Hossain et al [45], proposed the leaf disease classification using the KNN classifier. In this paper, the Arkansas plant disease database and Reddit-plant leaf disease datasets are used for their research. The input image RGB to l*a*b* model so that color segmentation is performed. A segmented image is used further to get the color features to be extracted. The features are fed into the KNN classifier and an accuracy is 76.63%.
Krithika, N et [29], presented individual grape leaf disease identification using a KNN classifier. Author proposed tangential direction image segmentation. The color and GLCM features are extracted and further fed to the KNN classifier to get greater accuracy.
For cotton leaf disease classification, the images are segmented from the complex background, and removing the background is a challenging task. The background removal is considered as segmentation technique and to achieve that we used a modified factorization based active contour method. This method helps in recognizing the required leaf image from the image. Later, texture and color features are extracted and fed to the classifier for classification. In literature, there are supervised learning classifier algorithms like Artificial neural network, Support vector machine, K-NN classifier, AdaBoost, Naïve bayes classifier, Random forest classifier, etc. In this, we are comparing the performance of the classifiers based on the features selected. Features like color features or texture features are selected. The analysis is done on whether texture features or the color features or whether both texture and color features are enough to get the classification accuracy.

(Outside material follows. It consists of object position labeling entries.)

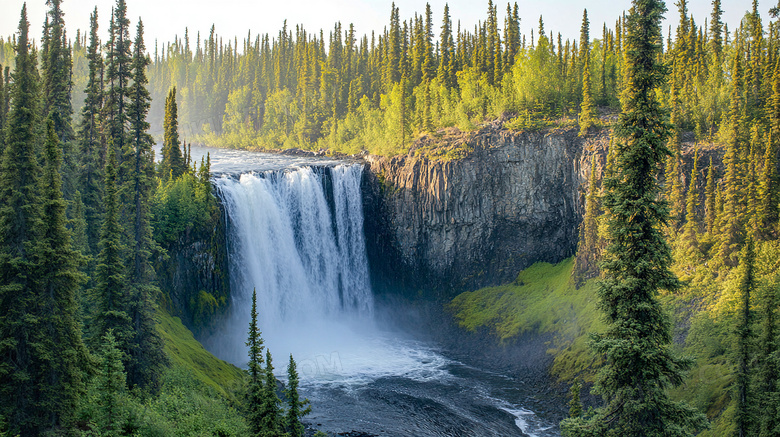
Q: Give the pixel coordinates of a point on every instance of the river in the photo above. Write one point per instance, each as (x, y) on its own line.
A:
(295, 229)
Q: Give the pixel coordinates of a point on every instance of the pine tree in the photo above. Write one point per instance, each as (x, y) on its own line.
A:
(731, 220)
(3, 110)
(445, 72)
(575, 406)
(118, 78)
(147, 357)
(768, 193)
(56, 73)
(270, 424)
(255, 390)
(639, 362)
(172, 163)
(589, 248)
(710, 208)
(111, 386)
(89, 135)
(296, 408)
(587, 107)
(111, 290)
(743, 417)
(59, 336)
(20, 225)
(767, 359)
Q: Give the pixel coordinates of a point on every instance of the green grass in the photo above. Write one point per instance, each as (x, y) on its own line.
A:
(541, 300)
(187, 353)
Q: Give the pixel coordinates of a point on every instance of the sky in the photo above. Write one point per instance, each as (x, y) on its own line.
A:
(164, 19)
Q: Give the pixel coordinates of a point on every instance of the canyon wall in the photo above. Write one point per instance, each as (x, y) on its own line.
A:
(466, 210)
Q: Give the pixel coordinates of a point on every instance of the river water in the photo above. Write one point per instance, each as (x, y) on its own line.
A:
(295, 234)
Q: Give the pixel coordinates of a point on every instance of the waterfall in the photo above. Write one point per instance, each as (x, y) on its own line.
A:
(296, 237)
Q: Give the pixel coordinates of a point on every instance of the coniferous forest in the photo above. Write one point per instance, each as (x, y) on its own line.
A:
(684, 265)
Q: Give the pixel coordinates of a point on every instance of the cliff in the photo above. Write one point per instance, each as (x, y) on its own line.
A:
(462, 211)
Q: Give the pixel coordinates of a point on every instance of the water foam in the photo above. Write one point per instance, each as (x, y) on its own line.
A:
(296, 236)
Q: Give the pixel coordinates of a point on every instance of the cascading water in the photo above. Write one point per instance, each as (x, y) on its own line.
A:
(297, 238)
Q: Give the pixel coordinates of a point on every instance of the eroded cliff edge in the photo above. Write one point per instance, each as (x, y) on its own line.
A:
(467, 210)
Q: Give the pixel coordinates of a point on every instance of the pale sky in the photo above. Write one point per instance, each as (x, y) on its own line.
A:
(163, 19)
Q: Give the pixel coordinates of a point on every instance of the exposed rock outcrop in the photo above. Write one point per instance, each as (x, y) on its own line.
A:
(467, 210)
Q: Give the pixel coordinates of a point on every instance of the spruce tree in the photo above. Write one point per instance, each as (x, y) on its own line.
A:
(111, 385)
(587, 107)
(89, 136)
(255, 391)
(3, 111)
(743, 415)
(111, 290)
(59, 335)
(731, 220)
(639, 364)
(172, 164)
(575, 406)
(589, 247)
(20, 226)
(57, 73)
(710, 209)
(768, 192)
(767, 360)
(118, 77)
(147, 357)
(270, 412)
(296, 408)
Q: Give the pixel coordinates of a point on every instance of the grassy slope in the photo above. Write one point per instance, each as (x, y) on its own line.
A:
(188, 354)
(542, 299)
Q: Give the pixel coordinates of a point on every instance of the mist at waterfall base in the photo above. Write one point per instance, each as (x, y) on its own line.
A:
(296, 236)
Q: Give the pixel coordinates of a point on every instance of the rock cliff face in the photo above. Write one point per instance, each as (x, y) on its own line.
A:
(505, 201)
(194, 274)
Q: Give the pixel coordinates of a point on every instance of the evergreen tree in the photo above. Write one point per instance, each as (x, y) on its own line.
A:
(446, 70)
(710, 209)
(768, 193)
(767, 359)
(296, 408)
(111, 290)
(255, 391)
(172, 163)
(270, 412)
(743, 417)
(20, 226)
(639, 363)
(731, 220)
(118, 78)
(89, 135)
(57, 73)
(111, 386)
(575, 406)
(587, 107)
(59, 336)
(3, 110)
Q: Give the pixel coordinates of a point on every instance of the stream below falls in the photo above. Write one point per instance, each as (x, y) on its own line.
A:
(295, 235)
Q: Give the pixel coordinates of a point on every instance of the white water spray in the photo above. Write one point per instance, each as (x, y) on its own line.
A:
(297, 238)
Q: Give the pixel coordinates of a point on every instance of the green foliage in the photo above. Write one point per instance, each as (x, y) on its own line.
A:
(186, 353)
(172, 165)
(296, 408)
(179, 205)
(542, 300)
(255, 385)
(190, 403)
(20, 229)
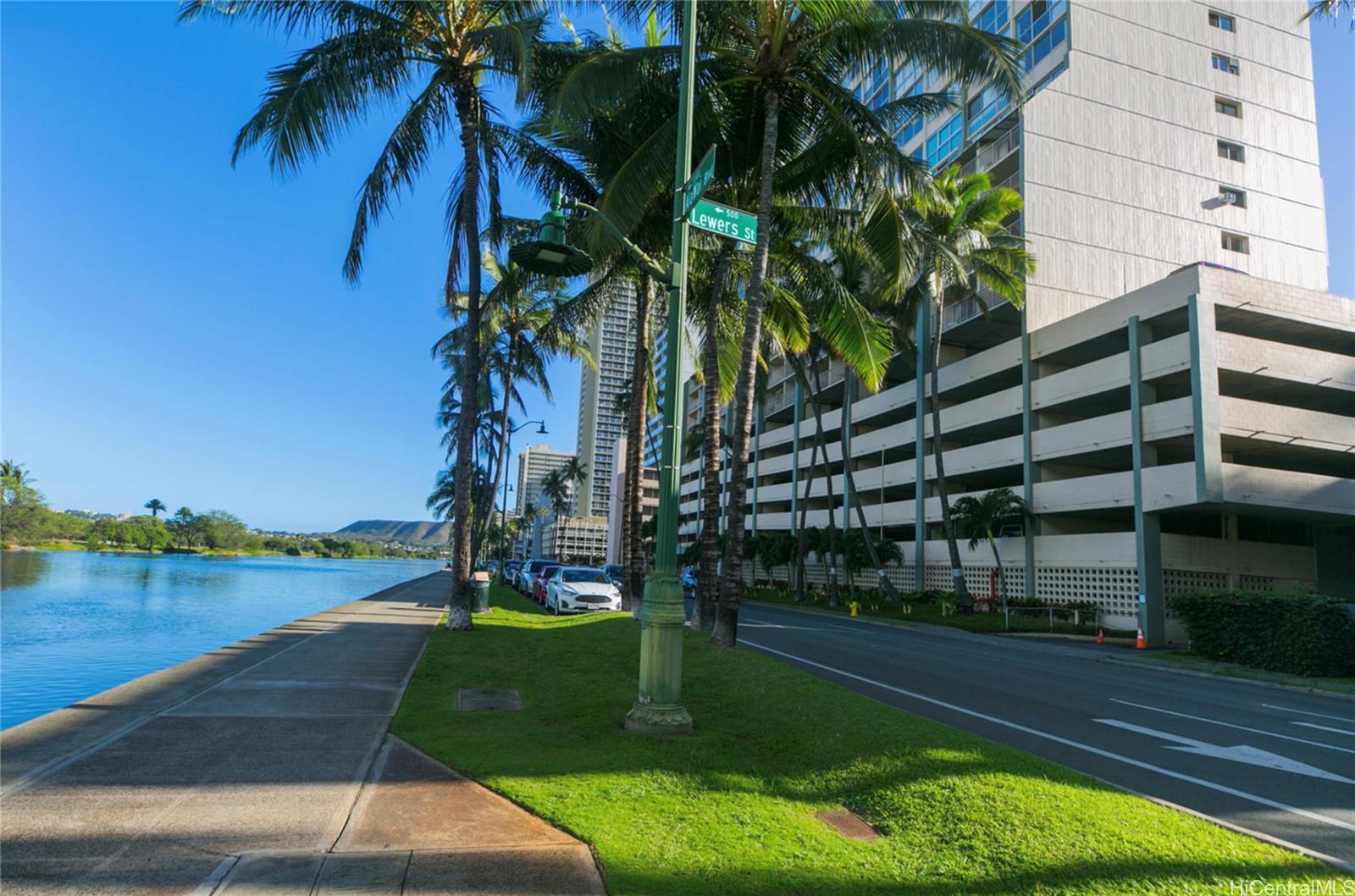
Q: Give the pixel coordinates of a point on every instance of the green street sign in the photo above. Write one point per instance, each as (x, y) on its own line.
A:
(724, 221)
(698, 180)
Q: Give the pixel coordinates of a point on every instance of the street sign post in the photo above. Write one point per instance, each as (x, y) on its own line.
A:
(724, 220)
(698, 180)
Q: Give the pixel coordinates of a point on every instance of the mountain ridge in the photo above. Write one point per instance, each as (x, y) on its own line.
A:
(422, 533)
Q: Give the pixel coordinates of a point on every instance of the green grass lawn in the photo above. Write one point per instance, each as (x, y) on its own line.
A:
(731, 808)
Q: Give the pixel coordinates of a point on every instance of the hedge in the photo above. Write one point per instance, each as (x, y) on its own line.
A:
(1296, 633)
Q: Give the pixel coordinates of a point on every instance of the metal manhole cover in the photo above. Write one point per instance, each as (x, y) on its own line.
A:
(472, 699)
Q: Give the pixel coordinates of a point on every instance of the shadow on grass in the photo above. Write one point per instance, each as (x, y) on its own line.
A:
(729, 810)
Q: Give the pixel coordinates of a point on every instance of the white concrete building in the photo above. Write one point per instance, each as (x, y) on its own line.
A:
(648, 501)
(1172, 424)
(575, 539)
(600, 423)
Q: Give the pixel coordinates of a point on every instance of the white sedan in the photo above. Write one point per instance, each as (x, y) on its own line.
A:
(580, 590)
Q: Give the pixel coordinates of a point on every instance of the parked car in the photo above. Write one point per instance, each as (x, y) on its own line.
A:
(528, 575)
(539, 584)
(580, 590)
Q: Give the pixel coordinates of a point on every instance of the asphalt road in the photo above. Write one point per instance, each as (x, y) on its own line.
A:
(1280, 763)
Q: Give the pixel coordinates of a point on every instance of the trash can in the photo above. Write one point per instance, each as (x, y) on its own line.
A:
(480, 593)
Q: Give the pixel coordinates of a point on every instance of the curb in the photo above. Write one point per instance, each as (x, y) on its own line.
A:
(1239, 679)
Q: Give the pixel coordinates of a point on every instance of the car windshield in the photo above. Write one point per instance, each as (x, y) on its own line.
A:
(584, 575)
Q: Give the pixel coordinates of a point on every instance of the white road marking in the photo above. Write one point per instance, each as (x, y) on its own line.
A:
(1225, 724)
(1307, 713)
(1242, 753)
(1243, 794)
(1339, 731)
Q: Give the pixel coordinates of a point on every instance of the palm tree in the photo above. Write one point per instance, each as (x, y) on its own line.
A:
(434, 60)
(183, 528)
(555, 487)
(1330, 10)
(794, 54)
(982, 518)
(522, 334)
(964, 247)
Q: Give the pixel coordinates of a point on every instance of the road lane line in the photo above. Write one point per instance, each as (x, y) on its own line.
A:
(1339, 731)
(1228, 724)
(1308, 713)
(1240, 753)
(1221, 788)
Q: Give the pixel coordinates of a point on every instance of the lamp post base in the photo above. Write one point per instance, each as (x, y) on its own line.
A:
(659, 708)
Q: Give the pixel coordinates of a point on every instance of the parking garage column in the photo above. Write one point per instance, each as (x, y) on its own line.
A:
(921, 331)
(1148, 534)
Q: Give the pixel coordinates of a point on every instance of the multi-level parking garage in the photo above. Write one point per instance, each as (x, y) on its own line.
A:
(1196, 433)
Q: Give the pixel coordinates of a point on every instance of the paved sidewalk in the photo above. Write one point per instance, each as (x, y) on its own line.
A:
(264, 767)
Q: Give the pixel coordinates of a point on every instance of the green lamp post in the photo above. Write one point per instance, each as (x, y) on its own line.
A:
(659, 708)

In this paper, work is focused on classification of leaf images as healthy and unhealthy. For this binary classification only color features are enough and if we further extend it to disease classification then color features won’t be sufficient.
4.7 Weka tool:
Waikato Environment for Knowledge Analysis, developed at the University of Waikato, New Zealand, is free software licensed under the GNU General Public License. It helps in analyzing machine learning algorithms [56, 57] and software is written in Java and it can run on any platform.